Both ventricles and left atrium were of normal size and
function
(Figure 3B). TEE also revealed a large PFO and mild tricuspid
regurgitation with normal RV systolic pressure. Considering the large
aneurysm might have higher risks of bleeding and arrhythmia, the
surgeons performed the aneurysm resection under cardiopulmonary bypass
(CPB). The giant RAAA occupied almost all pericardial space (Figure 4A).

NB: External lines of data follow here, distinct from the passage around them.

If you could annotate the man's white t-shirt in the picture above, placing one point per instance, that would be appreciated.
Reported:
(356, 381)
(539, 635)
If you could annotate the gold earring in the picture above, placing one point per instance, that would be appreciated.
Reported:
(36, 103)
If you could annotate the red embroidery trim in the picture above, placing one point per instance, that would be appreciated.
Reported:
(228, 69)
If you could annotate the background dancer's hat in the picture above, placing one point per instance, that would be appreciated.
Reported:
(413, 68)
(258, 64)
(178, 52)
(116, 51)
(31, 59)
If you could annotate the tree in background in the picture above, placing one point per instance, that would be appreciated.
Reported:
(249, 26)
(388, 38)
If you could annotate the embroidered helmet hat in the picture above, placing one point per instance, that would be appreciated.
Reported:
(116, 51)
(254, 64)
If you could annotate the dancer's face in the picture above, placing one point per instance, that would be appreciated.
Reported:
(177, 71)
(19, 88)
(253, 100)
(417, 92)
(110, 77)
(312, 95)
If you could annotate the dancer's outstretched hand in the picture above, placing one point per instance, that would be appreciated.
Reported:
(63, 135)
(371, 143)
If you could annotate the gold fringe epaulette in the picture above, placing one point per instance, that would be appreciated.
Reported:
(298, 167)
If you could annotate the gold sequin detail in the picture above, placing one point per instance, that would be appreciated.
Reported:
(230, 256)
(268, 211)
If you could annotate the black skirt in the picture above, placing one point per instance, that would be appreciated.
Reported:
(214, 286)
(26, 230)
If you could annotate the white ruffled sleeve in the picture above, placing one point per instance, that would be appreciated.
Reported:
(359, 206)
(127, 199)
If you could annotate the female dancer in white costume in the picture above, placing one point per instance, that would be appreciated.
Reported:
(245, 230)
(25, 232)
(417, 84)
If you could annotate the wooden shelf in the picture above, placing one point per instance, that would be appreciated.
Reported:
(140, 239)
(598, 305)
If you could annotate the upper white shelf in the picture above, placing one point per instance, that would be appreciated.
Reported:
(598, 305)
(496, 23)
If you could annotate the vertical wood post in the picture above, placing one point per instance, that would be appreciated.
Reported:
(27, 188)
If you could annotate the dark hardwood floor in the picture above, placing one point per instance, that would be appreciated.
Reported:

The aneurysm sac was opened, an extremely thin atrial wall was observed,
no thrombus was found and there were many tube-like structures
distributed on the inner wall during surgery (Figure 4B). The aneurysm
was resected and the PFO was closed. After weaning of CPB,
postoperative
TEE showed that the cardiac structure was normal and
the tricuspid valve functioned
normally without regurgitation or insufficiency (Figure 5A). And the
postoperative TTE dimension of the right atrial appendage showed a
decrease in right atrial size to 2.0 cm × 2.35 cm (Figure 5B). Later
pathological examination confirmed the diagnosis of RAAA (Figure 5C).
The postoperative course was uneventful and the infant was discharged on
the 5th day after the surgery. He had a full recovery without any
complications at the three-month follow-up.